To a lesser degree, the research has also examined interpersonal variables in the soldier–spouse relationship that appears to have both antecedent and protective functions with regard to problems in the soldier’s postdeployment reintegration. Primary interpersonal variables found to be antecedent to reintegration problems include relational difficulties prior to deployment (Cigrang et al., 2014), infrequent communication during and after deployment (Rea, Behnke, Huff, & Allen, 2015), and a lack of shared commitment to a military lifestyle (Britt, Adler, & Castro, 2006). Conversely, spouses who have enjoyed a mutually satisfying predeployment relationship, who communicate frequently during the deployment period, and who share a commitment to being a part of the military culture have shown to be generally more resilient to the challenges of postdeployment reintegration (Balderrama-Durbin et al., 2015).
Addressing Reintegration Difficulties
To address the intrapersonal threats to successful postdeployment reintegration, various medical and psychotherapeutic interventions have been applied to lessen the degree to which the returning soldier and his or her spouse each bring the deleterious influences of intrapersonal issues to their postdeployment marital relationship. Although too numerous and varied to describe in detail here, those interventions have generally tended to include individual and group counseling and psychotherapy, sometimes in combination with pharmacological treatments aimed at reducing problematic primary and secondary individual responses to trauma occurring as a result of military service and separation (Sundin, Fear, Iversen, Rona, & Wessly, 2010). For the 1 of 10 soldiers who have returned from deployment with serious physical injuries (Pew Research Center, 2011), the interventions have also aimed at helping them and their families deal with the physical and psychological challenges of disability.

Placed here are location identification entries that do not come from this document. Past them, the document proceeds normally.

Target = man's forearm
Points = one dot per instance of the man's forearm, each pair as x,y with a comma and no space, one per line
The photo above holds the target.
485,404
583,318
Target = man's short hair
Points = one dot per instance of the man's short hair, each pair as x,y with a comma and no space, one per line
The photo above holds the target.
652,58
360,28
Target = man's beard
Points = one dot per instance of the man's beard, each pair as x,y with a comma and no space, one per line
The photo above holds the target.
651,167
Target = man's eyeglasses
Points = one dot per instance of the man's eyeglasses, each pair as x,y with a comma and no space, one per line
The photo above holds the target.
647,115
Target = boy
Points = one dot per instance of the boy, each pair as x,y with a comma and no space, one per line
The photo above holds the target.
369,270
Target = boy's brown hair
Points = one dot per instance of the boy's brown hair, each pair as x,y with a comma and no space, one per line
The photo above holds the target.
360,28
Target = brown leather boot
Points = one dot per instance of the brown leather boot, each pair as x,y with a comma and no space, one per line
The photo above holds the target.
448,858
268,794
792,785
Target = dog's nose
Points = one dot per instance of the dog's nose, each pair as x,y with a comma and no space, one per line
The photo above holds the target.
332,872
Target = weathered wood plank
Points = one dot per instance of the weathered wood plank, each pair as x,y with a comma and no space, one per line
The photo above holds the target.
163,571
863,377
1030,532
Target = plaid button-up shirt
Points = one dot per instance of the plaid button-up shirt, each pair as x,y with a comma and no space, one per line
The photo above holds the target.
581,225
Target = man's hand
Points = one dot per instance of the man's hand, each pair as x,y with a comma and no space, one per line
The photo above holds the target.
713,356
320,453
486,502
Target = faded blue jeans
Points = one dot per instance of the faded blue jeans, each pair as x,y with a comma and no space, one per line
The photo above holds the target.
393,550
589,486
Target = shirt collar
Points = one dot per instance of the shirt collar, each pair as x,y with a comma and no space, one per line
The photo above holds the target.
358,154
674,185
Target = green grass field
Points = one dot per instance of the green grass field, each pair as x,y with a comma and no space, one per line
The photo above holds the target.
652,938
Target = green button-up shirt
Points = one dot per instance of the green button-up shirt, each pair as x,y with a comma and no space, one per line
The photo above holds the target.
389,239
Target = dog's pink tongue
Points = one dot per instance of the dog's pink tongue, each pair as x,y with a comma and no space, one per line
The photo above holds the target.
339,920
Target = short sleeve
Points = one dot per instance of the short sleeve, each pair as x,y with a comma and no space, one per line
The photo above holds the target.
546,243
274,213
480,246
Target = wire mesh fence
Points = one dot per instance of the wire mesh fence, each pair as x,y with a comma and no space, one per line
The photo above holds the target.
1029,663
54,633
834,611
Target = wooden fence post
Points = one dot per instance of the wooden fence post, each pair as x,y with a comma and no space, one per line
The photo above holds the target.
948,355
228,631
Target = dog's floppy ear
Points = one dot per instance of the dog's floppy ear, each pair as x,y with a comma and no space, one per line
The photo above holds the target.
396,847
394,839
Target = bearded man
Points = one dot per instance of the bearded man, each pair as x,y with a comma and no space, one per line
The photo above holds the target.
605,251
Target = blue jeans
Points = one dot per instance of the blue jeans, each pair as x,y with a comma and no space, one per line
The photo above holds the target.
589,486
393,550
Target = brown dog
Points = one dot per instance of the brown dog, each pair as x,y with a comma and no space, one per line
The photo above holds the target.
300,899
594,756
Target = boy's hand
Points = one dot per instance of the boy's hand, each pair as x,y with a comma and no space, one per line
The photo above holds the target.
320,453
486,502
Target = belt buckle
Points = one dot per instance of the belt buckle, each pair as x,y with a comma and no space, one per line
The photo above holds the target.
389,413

Treatment approaches to address the interpersonal stressors of military deployment that threaten successful family reintegration have focused foremost on opening channels of communication between the returning soldier and his or her spouse in order that they can better understand and empathize with each other’s experiences during the period of separation. Marek and D’Aniello (2014) have highlighted the need for couples to gain awareness of postdeployment changes in the utility of communication patterns established during deployment such that the communication patterns can be discarded or revised when they are no longer beneficial to the relationship. Saltzman et al. (2011) have similarly emphasized the importance of helping couples develop and articulate a shared guiding belief system that can enable them to find mutual meaning about the difficult circumstances they have each experienced. Pincus, House, Christenson, and Adler (2001) have pointed to the need for couples to be assisted in establishing collaborative meaning and articulating a common narrative about their life in the military culture and its requirement for danger and separation.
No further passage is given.